選手の構成と配置は適切だったのか
こうしたメリットとデメリットを十分に共有したうえでなければ、3バックは非常に難しいシステムになのです。同時にメリットとデメリットを理解した上で組み立てれば、格上の相手にも非常に有効な戦い方になりうると思います。
3バックで守備をする際、片方のウィングバックを中盤に上げて、もう片方のウィングバックと3人のセンターバックの4人がディフェンスラインを形成して、前線からプレッシャーをかけやすくする方法もあります。
実際に日本代表もガーナに先制された後、本田(圭佑)選手が少し前に出て大迫(勇也)選手らとともに高い位置からプレッシャーをかけようとして、原口選手も上がり気味にポジションをとりました。これによって空いた背後のスペースは吉田選手がカバーすることになりますが、彼が何度もサイドで守備をするのは、今の日本代表の構成上、決していい策だとは言えません。
このようにシステムと配置された選手の特徴や、チームとしての動きがマッチしていない場面が多く見られました。5バックになりやすい人選にもかかわらず、5バックになるのを避けようとする意識が強く、守備面で大きなリスクを負うことになってしまっていたように思います。

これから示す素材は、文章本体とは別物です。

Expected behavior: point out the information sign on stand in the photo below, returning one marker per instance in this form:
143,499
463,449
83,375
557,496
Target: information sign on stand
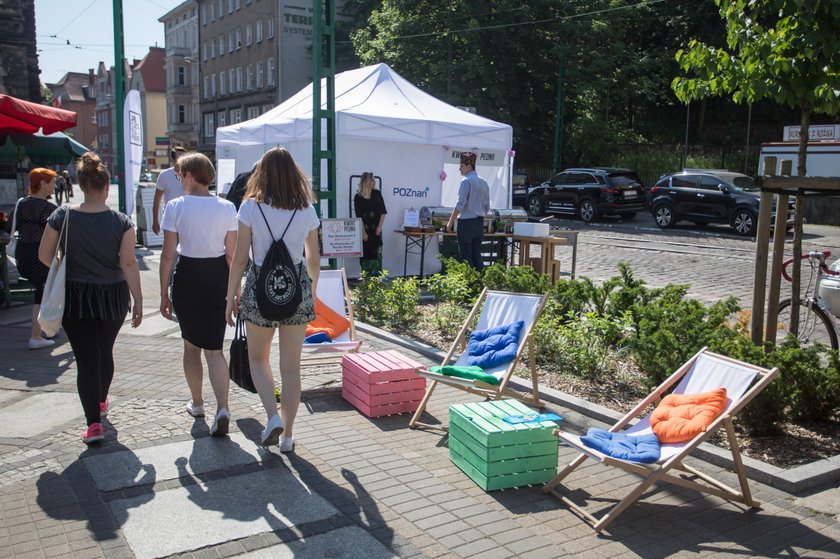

ワールドカップのグループステージ初戦、6月19日のコロンビア戦までに残された時間はわずかしかありません。実戦の機会もスイス戦とパラグアイ戦の2試合のみです。そういった時間のない中で、新しいシステムを形にするには、ある程度監督やコーチ陣から選手たちにベースの判断基準を伝えてチームの共通認識を作っていくことが必要になります。